Mahkemesi:Asliye Hukuk Hakimliği
Yukarıda tarih ve numarası yazılı hüküm taraf vekillerince temyiz edilmiş, davacı-k.davalı ... İnş.San. ve Tic.Ltd.Şti. vekili tarafından duruşma istenmiş olmakla duruşma için tayin edilen günde davacı-k.davalı vekili Avukat ... ile davalı-k.davacılar vekili Avukat ... geldi. Temyiz dilekçelerinin süresi içinde verildiği anlaşıldıktan ve hazır bulunan taraflar avukatları dinlendikten sonra eksiklik nedeniyle mahalline iade edilen dosya ikmal edilerek gelmiş olmakla dosyadaki kağıtlar okundu işin gereği konuşulup düşünüldü:
K A R A R -
Asıl dava, eser sözleşmesinden kaynaklanan alacak, cezai şart ve kâr kaybı istemlerinden, karşı dava ise fesih isteminden kaynaklanmakta olup, asıl davanın kısmen kabulüne, karşı davanın ise kabulüne ilişkin karar taraf vekillerince temyiz edilmiştir.
1-Dosyadaki yazılara, kararın dayandığı delillerle yasaya uygun gerektirici nedenlere ve özellikle delillerin takdirinde bir isabetsizlik bulunmamasına göre davacı-karşı davalı yüklenici şirketin tüm, davalı-karşı davacı arsa sahiplerinin ise aşağıdaki bendin kapsamı dışında kalan diğer temyiz itirazları yerinde görülmemiş, reddi gerekmiştir.
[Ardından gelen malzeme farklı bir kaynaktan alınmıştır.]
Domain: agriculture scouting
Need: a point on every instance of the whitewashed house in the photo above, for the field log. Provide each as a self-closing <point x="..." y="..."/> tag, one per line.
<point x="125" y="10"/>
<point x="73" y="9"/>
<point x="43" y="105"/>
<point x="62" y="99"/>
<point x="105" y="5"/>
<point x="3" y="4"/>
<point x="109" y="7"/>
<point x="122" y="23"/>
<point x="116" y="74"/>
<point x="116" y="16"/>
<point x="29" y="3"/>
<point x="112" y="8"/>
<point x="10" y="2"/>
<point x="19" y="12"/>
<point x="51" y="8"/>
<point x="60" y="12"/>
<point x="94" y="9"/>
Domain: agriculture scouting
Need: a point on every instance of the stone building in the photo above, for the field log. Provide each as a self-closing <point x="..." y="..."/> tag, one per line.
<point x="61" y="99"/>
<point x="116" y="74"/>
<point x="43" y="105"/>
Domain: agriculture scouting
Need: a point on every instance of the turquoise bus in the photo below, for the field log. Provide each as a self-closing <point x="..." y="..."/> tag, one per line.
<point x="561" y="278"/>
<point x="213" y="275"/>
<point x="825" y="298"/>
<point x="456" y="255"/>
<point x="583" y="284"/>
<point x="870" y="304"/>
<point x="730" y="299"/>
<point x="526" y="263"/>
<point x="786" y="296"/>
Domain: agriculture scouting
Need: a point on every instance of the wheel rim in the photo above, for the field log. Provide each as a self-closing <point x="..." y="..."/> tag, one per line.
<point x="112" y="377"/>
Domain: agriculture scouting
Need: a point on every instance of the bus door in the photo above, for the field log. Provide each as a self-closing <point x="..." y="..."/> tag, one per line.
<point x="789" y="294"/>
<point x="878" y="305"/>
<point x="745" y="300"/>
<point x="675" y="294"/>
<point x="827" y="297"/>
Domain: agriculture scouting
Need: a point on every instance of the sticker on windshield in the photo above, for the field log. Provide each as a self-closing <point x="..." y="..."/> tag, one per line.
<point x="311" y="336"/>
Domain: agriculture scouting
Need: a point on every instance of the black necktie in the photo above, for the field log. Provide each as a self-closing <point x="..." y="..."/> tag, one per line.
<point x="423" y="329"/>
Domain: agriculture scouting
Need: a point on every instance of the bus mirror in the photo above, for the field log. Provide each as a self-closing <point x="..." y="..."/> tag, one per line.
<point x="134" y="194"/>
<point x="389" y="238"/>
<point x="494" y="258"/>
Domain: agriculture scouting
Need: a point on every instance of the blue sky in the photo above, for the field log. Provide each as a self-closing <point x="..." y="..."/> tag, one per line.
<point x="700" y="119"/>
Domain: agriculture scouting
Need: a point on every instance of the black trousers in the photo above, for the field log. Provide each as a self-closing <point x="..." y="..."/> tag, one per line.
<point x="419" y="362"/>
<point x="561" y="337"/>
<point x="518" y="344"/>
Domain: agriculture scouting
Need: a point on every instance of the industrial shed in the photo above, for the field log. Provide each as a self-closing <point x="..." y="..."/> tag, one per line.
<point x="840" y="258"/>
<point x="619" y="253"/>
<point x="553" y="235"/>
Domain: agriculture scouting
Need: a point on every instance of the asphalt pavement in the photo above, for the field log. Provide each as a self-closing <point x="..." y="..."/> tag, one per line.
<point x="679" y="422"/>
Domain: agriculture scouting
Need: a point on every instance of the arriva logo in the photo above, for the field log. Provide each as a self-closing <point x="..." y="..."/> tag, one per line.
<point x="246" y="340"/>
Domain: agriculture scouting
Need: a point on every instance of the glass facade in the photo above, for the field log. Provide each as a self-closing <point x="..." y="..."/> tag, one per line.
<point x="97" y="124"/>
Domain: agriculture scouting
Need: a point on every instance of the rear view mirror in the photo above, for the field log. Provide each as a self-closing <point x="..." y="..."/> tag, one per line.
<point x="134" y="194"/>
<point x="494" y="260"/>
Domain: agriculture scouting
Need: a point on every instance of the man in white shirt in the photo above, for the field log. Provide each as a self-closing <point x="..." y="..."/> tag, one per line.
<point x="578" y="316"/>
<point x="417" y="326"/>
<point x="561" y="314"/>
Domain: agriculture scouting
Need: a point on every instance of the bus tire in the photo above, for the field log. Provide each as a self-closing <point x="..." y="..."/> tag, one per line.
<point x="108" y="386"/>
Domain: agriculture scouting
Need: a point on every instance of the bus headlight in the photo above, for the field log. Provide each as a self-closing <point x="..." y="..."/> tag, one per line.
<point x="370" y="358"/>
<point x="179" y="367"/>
2-Asıl davada davacı yüklenici şirket yararına davalıların arsalarına yaptığı işler bedeli olarak hesaplanan toplam 165.663,00 TL’nin tahsiline hükmedilmiştir. Alınan bilirkişi kurulu raporundan, belirtilen bedelin 50.875,00 TL’sinin çizdirilen muhtelif projelere ilişkin olduğu anlaşılmaktadır. Yapılan yargılama sırasında projelerin tekniğine uygun çizildikleri belirlenmiş ise de, üzerlerinde inceleme yapılarak sözleşmelere konu arsaların imar durumlarına uygun ve yerinde uygulanabilme niteliğine sahip olup olmadıkları hakkında bilirkişilerden herhangi bir görüş alınmamış, yetersiz inceleme ile projelerin bedelleri hakkında tahsile karar verilmiştir.Bu itibarla HUMK’nın 284. madde gereğince mahkeme tarafından gerekirse yeniden keşif de yapılmak suretiyle davaya konu projeler getirtilerek bilirkişi kurulundan, bu projelerin sözleşmelerde belirtilen arsaların imar durumuna ve yapımı kararlaştırılan inşaatlara uygun olup olmadıkları konusunda görüş alınmalı ve sonucuna uygun bir karar verilmelidir.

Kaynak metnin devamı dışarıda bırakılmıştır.